Contrast that with the Tour where we have had Landis, Vinokourov, Riccò, Schumacher and Piepoli recently. Even the Vuelta has managed to catch three big fish in Roberto Heras, Tyler Hamilton and Santiago Pérez. It would be nice to think no-one wants to cheat at the Giro, but I somehow doubt that is the truth.
 

Keith Oates

Janner
Location
Penarth, Wales
Skip Madness said:
I still cannot get my head around the testing procedure at this year's Giro. Am I right in thinking that the samples were initially not tested for CERA? And yet now the test is available Angelo Zomegnan says all the "necessary checks" have been done and that it would be "useless" to do more? Were the Giro samples tested for CERA on the quiet? If not, why would it be "useless" to start now?

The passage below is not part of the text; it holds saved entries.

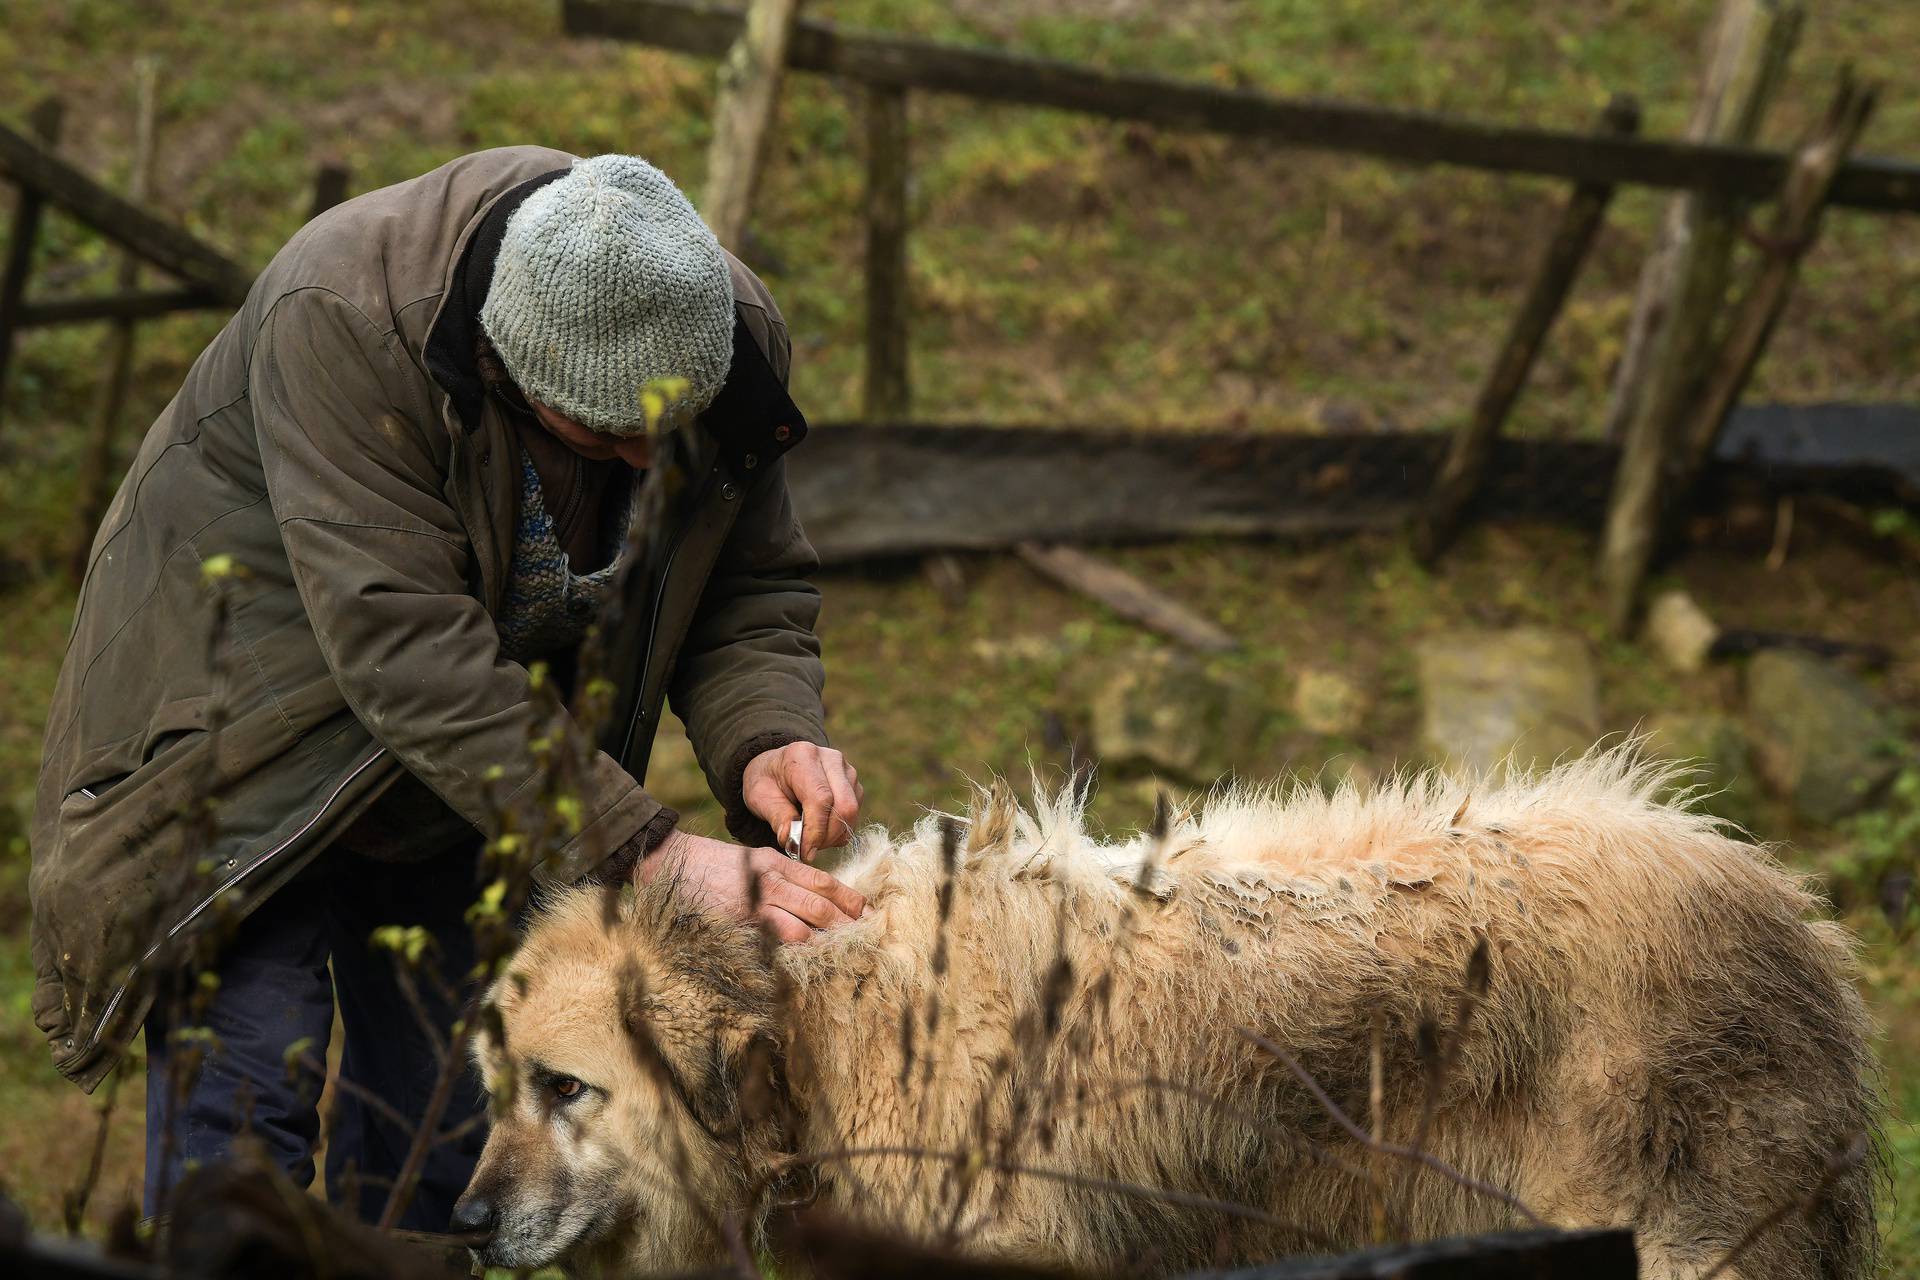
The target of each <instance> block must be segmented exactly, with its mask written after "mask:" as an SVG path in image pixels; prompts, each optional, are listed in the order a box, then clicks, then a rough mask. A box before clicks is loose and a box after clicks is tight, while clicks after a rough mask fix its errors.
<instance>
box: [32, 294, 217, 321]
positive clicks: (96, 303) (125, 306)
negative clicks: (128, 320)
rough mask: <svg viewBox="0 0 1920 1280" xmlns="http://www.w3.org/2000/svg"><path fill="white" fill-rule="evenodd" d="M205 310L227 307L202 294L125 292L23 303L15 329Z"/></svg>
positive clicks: (209, 294)
mask: <svg viewBox="0 0 1920 1280" xmlns="http://www.w3.org/2000/svg"><path fill="white" fill-rule="evenodd" d="M209 307H227V303H225V301H221V299H219V297H213V296H211V294H205V292H202V290H125V292H119V294H98V296H94V297H56V299H44V301H31V303H25V305H21V309H19V326H21V328H38V326H46V324H92V322H96V320H152V319H156V317H163V315H173V313H177V311H205V309H209Z"/></svg>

Actually, speaking of its testing regime "robustness", how many riders have been caught over the past few years for anything at the Giro? There was the ridiculous Petacchi/Piepoli debacle last year where the former tested slightly above the limit in what even the CAS agreed was just a human error and got a ban whereas the latter tested at twice the limit and got let off by his federation - anything else? There are plenty of riders like Di Luca and Mazzoleni who have been mentioned in auxiliary affairs but no other positives since the age of the proper EPO test spring to mind.

Contrast that with the Tour where we have had Landis, Vinokourov, Riccò, Schumacher and Piepoli recently. Even the Vuelta has managed to catch three big fish in Roberto Heras, Tyler Hamilton and Santiago Pérez. It would be nice to think no-one wants to cheat at the Giro, but I somehow doubt that is the truth.

I think the CERA test was only 'invented' in time for the TdF, unless someone knows differently!!!!!!!!!!!!!!!!!!!!
 
...and how does this sudden interest in the Giro tie-in with Contador. Could it be one has been promised one race and one the other. Or could it be Contador knows the whole thing is a smokescreen?